Winston Churchill was instrumental in the passing of the Coal Mines Act 1911.
Implemented by the Liberal government of H. H. Asquith, it was the culmination of legislation enacted in the 19th century.
The Act amended and consolidated the law related to coal mines, including the Act of 1887 and subsequent regulations. 
It embodied legislation in the United Kingdom regarding the management of mines, safety provisions, health, accidents, regulations, employment, inspectors and other subjects. 
The Act and other reforms by the Liberal government had the effect of weakening the Labour Party's independence. 
The Labour Party had to support the Liberal reforms, and was therefore criticised by revolutionary socialists and syndicalists.

The Act was the main statute regulating mining health and safety in the period between World War I (1914–18) and World War II (1939–45).
Under the Act the government could introduce new safety regulations without seeking legislative approval.
The 1911 Act was followed by a series of acts to further improve working practices including the Coal Mines (Minimum Wage Act) 1912, Coal Mines Act General Regulations 1913, Coal Mines Act 1914 and Coal Mines Act 1919. The acts made working conditions safer and less arduous, and also improved productivity.

Safety provisions

A Royal Commission of 1886 had recommended that rescue stations be created, but they were not made compulsory until the 1911 Act.
The Act required all mine owners to establish rescue stations, provide teams of trained rescuers, and to keep and maintain rescue apparatus.
In 1912 the government revised the regulations concerning ambulances and rescue apparatus, and the training of their operators.
There had to be a rescue station within  of any mine with more than 100 employees. That limit was raised to  a few years later. 
The result was a rapid increase in the number of rescue stations between 1911 and 1918. 
By 1918 there were ten Scheme "A" stations with permanent full-time rescue teams, and 36 Scheme "B" stations with officers and instructors who trained miners in rescue.

Henry Fleuss developed a form of self-contained breathing apparatus that was used after an explosion at Seaham Colliery in 1881. 
The apparatus was further developed by Siebe Gorman into the Proto rebreather. 
In 1908 the Proto apparatus was chosen in a trial of equipment from several manufacturers to select the most efficient apparatus for use underground at Howe Bridge Mines Rescue Station.
It became the standard in rescue stations set up after the Act of 1911.

The 1911 Act required mine operators to guard against coal dust explosions, but did not dictate the approach to be taken.
After an explosion at Senghenydd in South Wales in 1913 Home Secretary Reginald McKenna and the employers yielded to a demand by the Miners' Federation of Great Britain (MFGB) for a special court of inquiry with representation from miners and employers.
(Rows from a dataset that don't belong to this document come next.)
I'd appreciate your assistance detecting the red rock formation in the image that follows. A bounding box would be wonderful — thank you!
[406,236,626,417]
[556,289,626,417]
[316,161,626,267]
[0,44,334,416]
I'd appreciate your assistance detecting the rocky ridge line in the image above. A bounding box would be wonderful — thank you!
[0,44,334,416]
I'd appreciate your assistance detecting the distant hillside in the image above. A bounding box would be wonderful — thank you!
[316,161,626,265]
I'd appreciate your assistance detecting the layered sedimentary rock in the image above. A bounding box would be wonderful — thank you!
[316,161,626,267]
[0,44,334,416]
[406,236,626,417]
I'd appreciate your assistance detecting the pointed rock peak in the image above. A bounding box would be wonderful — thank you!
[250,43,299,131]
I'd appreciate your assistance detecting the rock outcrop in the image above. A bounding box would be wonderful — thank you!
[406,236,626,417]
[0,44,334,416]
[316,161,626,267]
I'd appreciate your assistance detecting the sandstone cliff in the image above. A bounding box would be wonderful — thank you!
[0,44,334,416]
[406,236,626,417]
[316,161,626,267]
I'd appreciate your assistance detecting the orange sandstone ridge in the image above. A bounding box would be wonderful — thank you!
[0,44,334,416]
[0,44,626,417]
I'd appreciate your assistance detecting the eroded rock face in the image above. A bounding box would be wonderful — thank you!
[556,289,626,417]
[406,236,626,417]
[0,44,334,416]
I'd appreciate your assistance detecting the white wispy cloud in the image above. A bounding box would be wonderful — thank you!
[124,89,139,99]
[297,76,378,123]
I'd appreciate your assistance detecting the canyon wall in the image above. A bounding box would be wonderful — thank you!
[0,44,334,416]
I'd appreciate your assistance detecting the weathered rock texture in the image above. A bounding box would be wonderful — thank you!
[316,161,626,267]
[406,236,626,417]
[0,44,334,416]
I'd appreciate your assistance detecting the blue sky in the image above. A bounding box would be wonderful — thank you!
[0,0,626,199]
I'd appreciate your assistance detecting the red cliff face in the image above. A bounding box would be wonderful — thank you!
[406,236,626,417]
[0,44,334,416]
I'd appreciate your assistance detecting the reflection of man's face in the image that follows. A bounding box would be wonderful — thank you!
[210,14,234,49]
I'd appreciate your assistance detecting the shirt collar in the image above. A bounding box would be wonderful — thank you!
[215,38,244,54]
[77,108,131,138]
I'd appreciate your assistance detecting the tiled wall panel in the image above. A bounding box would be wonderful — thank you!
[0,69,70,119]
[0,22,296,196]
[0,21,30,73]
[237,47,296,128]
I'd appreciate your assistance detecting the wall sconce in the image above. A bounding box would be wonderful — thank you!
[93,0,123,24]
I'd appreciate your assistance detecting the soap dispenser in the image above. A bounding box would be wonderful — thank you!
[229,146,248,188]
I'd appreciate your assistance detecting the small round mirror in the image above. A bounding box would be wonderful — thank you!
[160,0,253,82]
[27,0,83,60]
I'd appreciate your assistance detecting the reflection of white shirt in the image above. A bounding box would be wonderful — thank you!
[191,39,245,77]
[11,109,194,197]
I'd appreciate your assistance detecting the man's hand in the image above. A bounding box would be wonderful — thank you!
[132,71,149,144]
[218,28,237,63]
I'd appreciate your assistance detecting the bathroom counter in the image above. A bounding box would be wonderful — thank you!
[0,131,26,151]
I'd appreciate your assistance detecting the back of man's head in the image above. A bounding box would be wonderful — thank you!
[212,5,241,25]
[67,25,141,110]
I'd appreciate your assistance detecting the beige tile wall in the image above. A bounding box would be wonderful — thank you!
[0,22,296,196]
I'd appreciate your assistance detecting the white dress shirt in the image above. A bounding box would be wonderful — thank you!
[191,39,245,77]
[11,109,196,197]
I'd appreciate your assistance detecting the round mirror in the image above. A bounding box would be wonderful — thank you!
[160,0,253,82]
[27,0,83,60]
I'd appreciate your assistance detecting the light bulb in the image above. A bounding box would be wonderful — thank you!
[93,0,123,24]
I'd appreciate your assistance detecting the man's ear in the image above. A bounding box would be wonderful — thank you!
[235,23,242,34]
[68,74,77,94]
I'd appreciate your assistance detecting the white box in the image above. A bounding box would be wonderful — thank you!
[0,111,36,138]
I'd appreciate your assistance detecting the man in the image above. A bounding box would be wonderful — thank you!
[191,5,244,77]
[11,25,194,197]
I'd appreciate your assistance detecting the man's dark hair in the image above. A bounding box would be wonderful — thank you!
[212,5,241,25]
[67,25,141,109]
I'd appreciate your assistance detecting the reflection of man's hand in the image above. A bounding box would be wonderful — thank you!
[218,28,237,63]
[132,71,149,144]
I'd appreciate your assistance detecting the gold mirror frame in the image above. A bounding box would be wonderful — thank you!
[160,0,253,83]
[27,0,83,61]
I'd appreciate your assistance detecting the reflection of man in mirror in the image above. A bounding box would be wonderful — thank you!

The inquiry did not establish the cause of the explosion but did find that the company had failed to comply with the Act's requirement to install reversible fans and to measure underground air currents.
The Act stated that fans should operate continuously while colliers were working on the face.
Failure to observe this rule was one of the causes of an explosion at Wharncliffe Silkstone in May 1914 that caused twelve deaths.

Other provisions

The 1911 Act granted miners an eight-hour day.
No boy aged under 14 could be employed below ground unless they had been working below ground before the Act was passed. 
Boys under 16 could not be employed above ground at night, although they could be employed underground.
The Act brought in strict regulations to provide for the general welfare of pit ponies working in the mines, although the use of ponies would continue for many years.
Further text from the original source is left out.